According to the sources, revenues have been 600 million dollars in the quarter so far this year, and roughly the same is expected in the current quarter. Compared to quarterly advertising revenues of just over one billion dollars last year, we are therefore talking about a drop of as much as 40 per cent.
Advertisements are said to make up 70-75 per cent of total revenue. This points to a top line of around $3.4 billion in 2023, and includes revenue from the sale of data licenses and X Premium subscriptions. According to the news agency, the original goal of 3 billion dollars in advertising and subscription sales will not be reached.
– An incomplete picture
External estimates put subscription revenue at less than $120 million annually. In 2021, X (then Twitter) generated licensing revenue of $572 million.
– The figures give an incomplete picture of the entire business, as their sources do not provide accurate and comprehensive details. (…) We are a new global business under development, with multiple revenue streams.

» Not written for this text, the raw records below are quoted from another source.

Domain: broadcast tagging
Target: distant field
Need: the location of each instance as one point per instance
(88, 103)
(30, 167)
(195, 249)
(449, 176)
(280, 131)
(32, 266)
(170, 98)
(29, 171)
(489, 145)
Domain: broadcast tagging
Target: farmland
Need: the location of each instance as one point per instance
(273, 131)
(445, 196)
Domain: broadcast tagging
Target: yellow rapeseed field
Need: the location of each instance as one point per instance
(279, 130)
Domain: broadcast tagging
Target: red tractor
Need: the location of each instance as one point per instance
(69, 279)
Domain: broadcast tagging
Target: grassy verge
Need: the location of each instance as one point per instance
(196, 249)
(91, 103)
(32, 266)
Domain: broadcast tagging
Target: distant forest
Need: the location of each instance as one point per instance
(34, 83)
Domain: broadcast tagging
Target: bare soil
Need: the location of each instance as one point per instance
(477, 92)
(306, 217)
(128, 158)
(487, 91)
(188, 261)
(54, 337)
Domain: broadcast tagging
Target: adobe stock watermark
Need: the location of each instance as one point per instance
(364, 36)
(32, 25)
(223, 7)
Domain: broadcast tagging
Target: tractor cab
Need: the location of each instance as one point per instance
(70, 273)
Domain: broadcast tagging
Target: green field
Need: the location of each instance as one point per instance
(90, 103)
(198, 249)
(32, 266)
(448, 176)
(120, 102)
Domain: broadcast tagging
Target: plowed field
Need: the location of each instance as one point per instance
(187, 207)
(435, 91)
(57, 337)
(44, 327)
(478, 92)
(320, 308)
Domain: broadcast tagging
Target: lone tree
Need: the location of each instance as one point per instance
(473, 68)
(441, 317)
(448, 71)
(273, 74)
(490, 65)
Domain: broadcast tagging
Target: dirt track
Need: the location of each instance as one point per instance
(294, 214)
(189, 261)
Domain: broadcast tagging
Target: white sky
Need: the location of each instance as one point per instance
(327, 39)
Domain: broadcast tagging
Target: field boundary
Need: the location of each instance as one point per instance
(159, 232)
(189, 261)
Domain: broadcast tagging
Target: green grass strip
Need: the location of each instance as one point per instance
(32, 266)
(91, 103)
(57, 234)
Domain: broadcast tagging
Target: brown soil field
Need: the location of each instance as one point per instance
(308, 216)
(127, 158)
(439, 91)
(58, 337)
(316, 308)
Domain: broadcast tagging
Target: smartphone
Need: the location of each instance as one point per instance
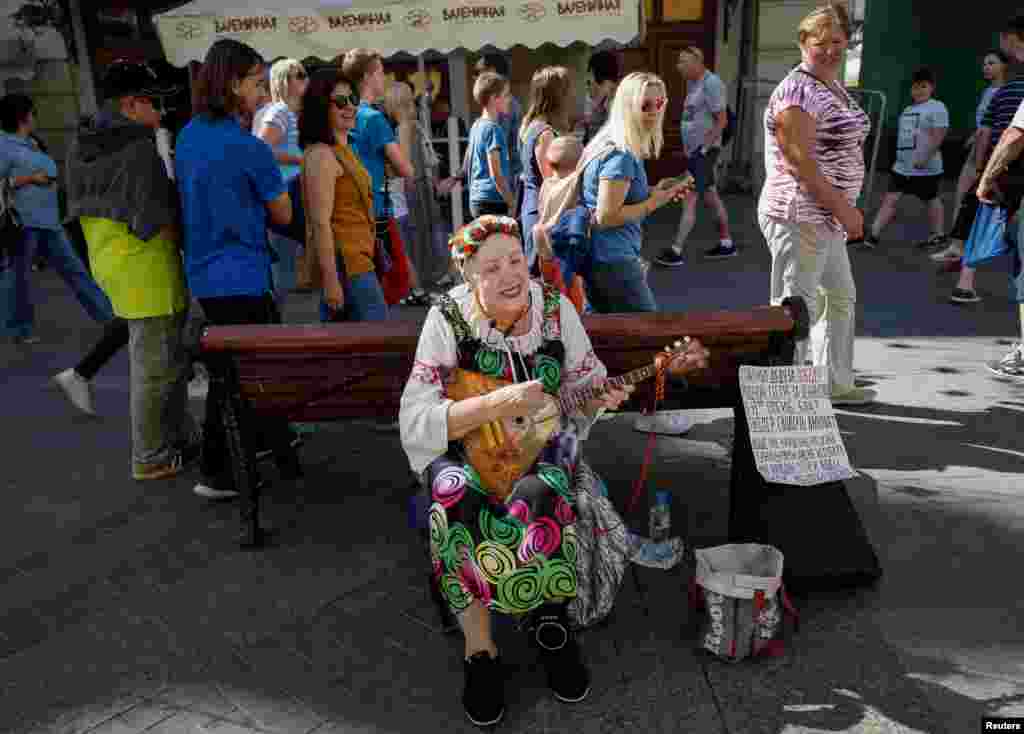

We’re not Twitter anymore, and we don’t measure ourselves according to old Twitter metrics – neither on revenue nor users, says operations director Joe Benarroch to Bloomberg.
X has not presented figures since Elon Musk took over in October 2022, but the company had over $5 billion in revenue the year before he took over. The then management, with Jack Dorsey at the helm, went out in early 2021 with a revenue target of 7.5 billion dollars.
Scares advertisers
Instead, Musk has implemented tough cost-cutting and scared advertisers with controversial posts to his 165 million followers. For example, in November he gave support to an anti-Semitic post, and companies such as Apple and Walt Disney reacted by pausing advertising on the platform.
The X owner later issued an apology and denied that he is anti-Semitic, but said at the Dealbook conference in late November that advertisers who boycotted the service could “go to hell” – likening the boycott to extortion.
At the same event, Musk acknowledged that failing ad revenue is a big problem, so big that it could actually end up with the company going under. According to the news agency, X has recently tried to make itself more independent of large advertisers by addressing itself more to small and medium-sized businesses.
A challenge – for both current and potential advertisers – may still be that Musk has let back in users who have previously been kicked out of X – which most recently happened to the well-known conspiracy theorist Alex Jones.